“I think you should come upstairs and masturbate with me,” she says.
It isn’t a question. Her eyes bore into mine. Her voice is steady. But still I hesitate. I assume she is joking.
“OK,” I say, and follow her up the stairs.
We had spent the evening at an L Word premiere party, splitting two bottles of wine. When we got back to her apartment, I started making up a bed for myself on the couch. That’s when she took hold of my wrist and asked me to follow her.
I am in love with Kara in a way I would generously describe as desperate, but the last time anything happened between us — a single, luminous kiss, several years prior — it ended disastrously. So I am wary of her advances. I am even more wary of myself.
She has a boyfriend, too, so I don’t think anything will happen. I think we will sleep next to each other chastely, as we have countless times in the past.
Upstairs, we sit on her bed, and she opens a drawer full of sex toys, a shiny sea of silicone and cords. “Pick one,” she says.
She is not joking.
We are so close: Already, I am almost on her lap. My legs drape on her, my hand on her waist, the other in her hair. I can taste the citrus of her shampoo. I can count the hairs on her neck. When we kiss, the room is still but utterly alive. I can feel the ground splitting. It might as well be my heart.
Then her boyfriend shows up.
This isn’t an accident. She called him. “Come over,” she told him. She did not, however, tell me. So you can imagine my surprise when Seth suddenly appears next to the bed, holding two glasses of red wine. I am straddling Kara, my hair falling all around her.
“Do you need a hand?” he asks.
How can I tell you that my bisexual awakening involves the movie Kissing Jessica Stein without losing your respect? Will you allow it?
Here’s what happened: I meet Kara in London. We are both straight at the time, but, as I would later learn (from The L Word!): “Everyone is straight — until they’re not.”
We watch Kissing Jessica Stein in a movie theater near Piccadilly Circus station.

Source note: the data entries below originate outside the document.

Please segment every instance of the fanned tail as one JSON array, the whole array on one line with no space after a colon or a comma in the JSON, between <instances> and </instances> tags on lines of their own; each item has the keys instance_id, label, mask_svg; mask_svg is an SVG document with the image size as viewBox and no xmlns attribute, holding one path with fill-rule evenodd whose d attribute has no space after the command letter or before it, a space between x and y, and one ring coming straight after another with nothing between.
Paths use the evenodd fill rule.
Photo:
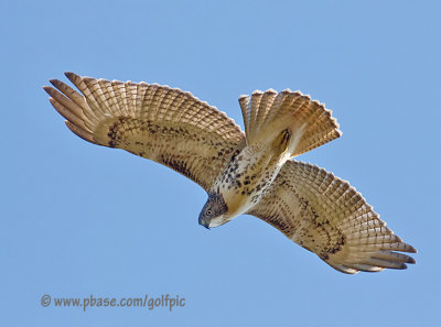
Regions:
<instances>
[{"instance_id":1,"label":"fanned tail","mask_svg":"<svg viewBox=\"0 0 441 327\"><path fill-rule=\"evenodd\" d=\"M292 137L292 157L342 135L332 111L300 91L256 90L251 96L241 96L239 103L247 144L271 142L287 130Z\"/></svg>"}]
</instances>

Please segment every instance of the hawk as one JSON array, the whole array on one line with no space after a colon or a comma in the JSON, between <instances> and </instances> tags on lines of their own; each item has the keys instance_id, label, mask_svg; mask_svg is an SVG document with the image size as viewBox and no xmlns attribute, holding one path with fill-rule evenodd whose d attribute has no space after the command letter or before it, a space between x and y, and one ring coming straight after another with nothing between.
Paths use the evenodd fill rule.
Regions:
<instances>
[{"instance_id":1,"label":"hawk","mask_svg":"<svg viewBox=\"0 0 441 327\"><path fill-rule=\"evenodd\" d=\"M79 138L123 149L200 184L208 195L198 224L213 228L252 215L343 273L406 269L416 249L401 241L346 181L293 160L338 137L324 105L300 91L254 91L239 105L245 132L190 92L158 84L66 73L44 87Z\"/></svg>"}]
</instances>

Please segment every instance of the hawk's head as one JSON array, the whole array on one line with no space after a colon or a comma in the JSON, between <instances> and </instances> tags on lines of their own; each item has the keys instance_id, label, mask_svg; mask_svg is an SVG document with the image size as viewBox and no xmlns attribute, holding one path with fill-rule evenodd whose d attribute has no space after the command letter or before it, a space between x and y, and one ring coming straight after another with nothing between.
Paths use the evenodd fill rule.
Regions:
<instances>
[{"instance_id":1,"label":"hawk's head","mask_svg":"<svg viewBox=\"0 0 441 327\"><path fill-rule=\"evenodd\" d=\"M208 194L208 199L205 203L200 214L200 225L205 228L217 227L228 221L224 215L228 207L222 195L212 193Z\"/></svg>"}]
</instances>

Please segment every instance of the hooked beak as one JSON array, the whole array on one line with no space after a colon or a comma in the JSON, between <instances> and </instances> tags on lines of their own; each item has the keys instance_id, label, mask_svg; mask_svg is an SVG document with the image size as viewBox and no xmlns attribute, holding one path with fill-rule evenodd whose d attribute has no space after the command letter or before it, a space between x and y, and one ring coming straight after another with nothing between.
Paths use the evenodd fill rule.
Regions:
<instances>
[{"instance_id":1,"label":"hooked beak","mask_svg":"<svg viewBox=\"0 0 441 327\"><path fill-rule=\"evenodd\" d=\"M198 222L200 222L201 226L205 227L206 229L209 229L209 222L205 221L205 220L202 218L202 215L200 215Z\"/></svg>"}]
</instances>

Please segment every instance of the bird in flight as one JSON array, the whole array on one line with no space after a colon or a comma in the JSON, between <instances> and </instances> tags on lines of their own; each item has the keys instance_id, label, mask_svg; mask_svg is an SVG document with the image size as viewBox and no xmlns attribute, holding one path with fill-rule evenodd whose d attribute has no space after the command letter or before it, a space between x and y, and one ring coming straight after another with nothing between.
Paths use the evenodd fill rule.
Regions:
<instances>
[{"instance_id":1,"label":"bird in flight","mask_svg":"<svg viewBox=\"0 0 441 327\"><path fill-rule=\"evenodd\" d=\"M348 274L415 263L400 252L416 249L346 181L293 160L342 134L331 111L309 96L269 89L239 97L243 132L224 112L176 88L65 75L82 94L58 79L44 90L71 131L200 184L208 195L200 225L252 215Z\"/></svg>"}]
</instances>

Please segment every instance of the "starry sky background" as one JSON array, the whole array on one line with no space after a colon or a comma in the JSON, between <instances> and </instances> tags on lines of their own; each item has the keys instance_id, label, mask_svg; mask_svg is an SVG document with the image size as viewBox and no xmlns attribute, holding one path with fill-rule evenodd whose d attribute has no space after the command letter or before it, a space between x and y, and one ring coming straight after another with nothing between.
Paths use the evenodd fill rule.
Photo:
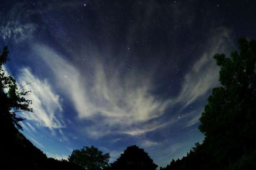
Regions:
<instances>
[{"instance_id":1,"label":"starry sky background","mask_svg":"<svg viewBox=\"0 0 256 170\"><path fill-rule=\"evenodd\" d=\"M128 146L165 166L203 135L216 53L255 38L254 0L1 0L5 65L32 90L22 133L48 157Z\"/></svg>"}]
</instances>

I watch and my skin becomes one giant staticky pulse and I hope Kara does not notice. We talk about the movie for hours afterward.
“Have you ever … ?”
“But could you?”
“I don’t know!”
Months pass, the tension between us thickening like a stew. One night, she says she can no longer take it and asks me to meet her at a motel. It is the middle of the night.
On the crisp hotel sheets, she runs her hand flat across my chest, as if she were trying to smooth the wrinkles out of a shirt. I take her face in both of my hands in the dark. We kiss, but by then it is dawn and we have to leave for school, for work. We have to go back to our lives.
After we part, she falls asleep at the wheel, drives her car into a ditch, and does not speak to me for a month.
When she finally does, it is to ask if I want to go hiking with her and her new boyfriend.
A girl I want to date tells me she won’t sleep with me until I get an HIV test. It’s unclear if she asks me this because I am bisexual or because she knows I have only had sex four times the entire year. I can’t help but wonder.
I don’t have insurance, so I go to a local women’s clinic that is free. While waiting for my results, a nurse asks me about my sexual history. I’m embarrassed by my low number and consider lying to her.
She has brown curly hair and kind eyes, and I’m not attracted to her but still don’t want her to think I’m a loser. But even more embarrassing than the truth would be lying to a health practitioner because I want to “impress” her, so I decide against it.
She writes something down on a clipboard, which I am sure is “loser,” so I tell her too many other things about my sexual history, including the time I had sex in a Gap dressing room. She doesn’t write any of this down on her clipboard, but continues to question me.
“Do you sleep with men, women, or both?” she asks.
“Both,” I say, and her face lights up.
“Wait right here!” she says.
I wonder if I have won some kind of sex-clinic lottery.
She returns with a paper grocery bag and hands it to me. My arms strain from its surprising heft. Inside the bag are hundreds of condoms, dental dams, lube, and a few conciliatory female condoms thrown in to round out the bunch.
“We give this to all of our bisexual clients,” she says.
I wonder what the lesbians get — one surgical glove and a coupon for REI?
But I don’t ask. I heave the grocery bag up next to my hip and scurry back out into the gray San Francisco day.